PO Box 55938, Port­land, OR 97238 USA mcni.usa@gmail.com (559) 478-0252

Mount Moriah Tribal Training School

The first outreach of MCN Inter­na­tional was with the Subanen people of SW Mindanao, Philippines in 1987.  MCN work­ers expe­ri­enced a sig­nif­i­cant response to the Gospel by the Sub­a­nen and it soon became appar­ent that lead­er­ship and training was needed to help them begin plant­ing churches in their villages and towns.


A search was made for a suitable Bible school for these tribal background people that could meet their set of special  needs such as: .

  • Location:  Tribal people are not familiar or comfortable in cities or regions outside their own, so the school needed to be somewhere in Mindanao.
  • Academic:  Few tribal people have higher than an elementary school education.
  • Language:  Tribal people speak their own dialect as their first language and have learned Cebuano as their second or trade language, so the school must teach in Cebuano.
  • Affordability:  Most tribal people are subsistence farmers or hunters with little extra to spend on secondary education
  • Equality:  Tribal people are on the lowest end of the social ladder and are often discriminated against by the more dominant non-tribal population of the Philippines.
Mt Moriah Campus Church

By early 1989 it was appar­ent that such a school did not exist. So with lit­tle funds and no staff, MCN began the faith adven­ture of estab­lish­ing such a school. A six Hectare (15 acre) piece of land in a Sub­a­nen area of Zam­boanga del Sur was purchased, and we dedicated this as Mount Moriah Tribal Training School (MMTTS).  Classes began in July of 1989.

An exist­ing small  thatch farm house was repaired and expanded to serve as the dormitory and staff housing. A bam­boo, thatch, and dirt floor build­ing was con­structed to be the chapel/classroom/kitchen. Two teach­ers, who had just com­pleted their three year Bible school study in Cebu, vol­un­teered to become the first teach­ing staff. A cur­ricu­lum was found that was in Cebuano, and written for stu­dents with just a gram­mar school edu­ca­tion.

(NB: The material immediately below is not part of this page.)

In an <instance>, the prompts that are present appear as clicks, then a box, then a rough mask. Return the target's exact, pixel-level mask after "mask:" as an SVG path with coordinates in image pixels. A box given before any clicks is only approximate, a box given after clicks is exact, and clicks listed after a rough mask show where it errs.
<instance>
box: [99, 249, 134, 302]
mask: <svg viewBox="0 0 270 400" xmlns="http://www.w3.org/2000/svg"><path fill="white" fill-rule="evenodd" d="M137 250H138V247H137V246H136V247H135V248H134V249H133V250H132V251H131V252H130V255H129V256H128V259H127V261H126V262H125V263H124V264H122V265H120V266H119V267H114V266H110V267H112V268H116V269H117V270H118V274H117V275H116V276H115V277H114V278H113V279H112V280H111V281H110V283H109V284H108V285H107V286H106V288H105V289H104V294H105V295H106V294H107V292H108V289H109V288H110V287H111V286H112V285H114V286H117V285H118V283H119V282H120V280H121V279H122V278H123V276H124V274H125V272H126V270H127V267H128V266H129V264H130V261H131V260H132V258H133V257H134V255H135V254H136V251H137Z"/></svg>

To address the fact that tribal stu­dents would come with lit­tle or no money to pay for edu­ca­tion, a work-study pol­icy was estab­lished as  the prop­erty had farm­ing poten­tial   Stu­dents are required to work on the school farm 4 hours day, five days a week and attend classes in the after­noon, five days a week.

On July 1, 1989 MMTTS began its first classes with 6 Sub­a­nen stu­dents (4 sin­gles and 1 cou­ple). It was a very shoe­string begin­ning! The school was a ½ mile hike from the main road, there was no elec­tric­ity, no run­ning water, lit­tle food and lots of mos­qui­toes. How­ever what was lack­ing in mate­r­ial sup­ply was made up in zeal and spir­i­tual hunger from the stu­dents and staff.

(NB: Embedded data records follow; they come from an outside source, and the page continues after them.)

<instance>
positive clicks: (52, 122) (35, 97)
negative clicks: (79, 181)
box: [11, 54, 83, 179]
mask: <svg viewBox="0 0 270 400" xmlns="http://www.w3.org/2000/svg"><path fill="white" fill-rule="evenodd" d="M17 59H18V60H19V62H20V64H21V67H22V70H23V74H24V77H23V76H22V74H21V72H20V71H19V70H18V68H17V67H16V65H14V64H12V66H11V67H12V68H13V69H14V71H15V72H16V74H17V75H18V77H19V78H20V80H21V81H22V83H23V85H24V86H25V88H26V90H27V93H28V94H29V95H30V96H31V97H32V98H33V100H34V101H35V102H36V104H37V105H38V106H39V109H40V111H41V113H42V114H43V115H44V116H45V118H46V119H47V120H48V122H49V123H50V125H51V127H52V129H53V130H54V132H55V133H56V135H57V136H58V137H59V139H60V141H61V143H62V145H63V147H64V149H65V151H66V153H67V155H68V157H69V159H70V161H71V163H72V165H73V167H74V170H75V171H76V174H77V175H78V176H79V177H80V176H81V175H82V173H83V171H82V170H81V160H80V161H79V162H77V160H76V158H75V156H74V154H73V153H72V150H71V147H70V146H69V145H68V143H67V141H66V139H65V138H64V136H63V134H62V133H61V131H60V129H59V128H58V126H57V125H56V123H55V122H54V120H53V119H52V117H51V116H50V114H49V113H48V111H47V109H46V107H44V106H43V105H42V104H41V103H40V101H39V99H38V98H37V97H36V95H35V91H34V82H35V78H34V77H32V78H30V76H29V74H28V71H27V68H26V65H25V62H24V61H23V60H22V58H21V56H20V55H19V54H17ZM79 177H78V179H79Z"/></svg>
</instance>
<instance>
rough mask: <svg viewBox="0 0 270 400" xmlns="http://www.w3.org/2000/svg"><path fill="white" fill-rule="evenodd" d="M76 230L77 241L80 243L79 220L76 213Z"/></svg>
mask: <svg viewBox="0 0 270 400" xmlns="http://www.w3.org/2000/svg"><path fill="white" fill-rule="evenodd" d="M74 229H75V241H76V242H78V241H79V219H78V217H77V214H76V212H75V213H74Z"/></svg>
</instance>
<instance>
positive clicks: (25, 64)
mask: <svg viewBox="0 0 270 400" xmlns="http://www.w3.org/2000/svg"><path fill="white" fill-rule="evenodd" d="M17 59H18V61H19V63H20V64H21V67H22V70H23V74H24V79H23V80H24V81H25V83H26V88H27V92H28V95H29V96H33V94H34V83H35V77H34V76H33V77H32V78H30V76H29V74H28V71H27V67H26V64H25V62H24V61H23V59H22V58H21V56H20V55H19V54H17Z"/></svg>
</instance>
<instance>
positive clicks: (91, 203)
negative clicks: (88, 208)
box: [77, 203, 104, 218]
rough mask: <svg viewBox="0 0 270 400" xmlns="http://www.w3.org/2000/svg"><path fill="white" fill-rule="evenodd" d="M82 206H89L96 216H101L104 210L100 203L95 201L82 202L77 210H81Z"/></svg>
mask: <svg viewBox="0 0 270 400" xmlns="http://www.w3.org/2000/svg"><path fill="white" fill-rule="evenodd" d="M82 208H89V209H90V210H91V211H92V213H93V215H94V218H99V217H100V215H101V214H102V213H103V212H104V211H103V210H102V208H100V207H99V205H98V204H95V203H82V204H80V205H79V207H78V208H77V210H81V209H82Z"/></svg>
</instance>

Today, MMTTS has elec­tricity, run­ning water, four per­ma­nent con­crete build­ings, a fairly con­stant food sup­ply from the farm, a staff of three teach­ers and four helpers, and fewer mos­qui­toes. MMTTS is now a three year pastor train­ing pro­gram. Over 50 tribal stu­dents have grad­u­ated from it, and have started over 25 churches. The focus is still on the spe­cial need of tribal stu­dents so only those from a tribal background are accepted.

The need of tribal churches to be planted in tribal com­mu­ni­ties across Min­danao is still huge!  Sub­a­nen, Manobo, Higaonon, Mamanwa, Ata Manobo, Man­daya, Mansaka, Davaoeno, Mati Salug,  just to name a few, are tribal groups where still rel­a­tively few churches exists that people of those cultures can hear the Gospel in their own lan­guage. MMTTS is com­mit­ted to con­tinue to pro­vide a place where tribal background people can come to be trained for ministry.

MMTTS does need help to accom­plish this. The work that stu­dents do on the school farm pro­vides for their food needs.  Other needs such as books, pens, paper, teacher’s fund­ing, build­ing main­te­nance, trans­porta­tion, etc. are needs that MCN must pro­vide to MMTTS each month to keep the doors open.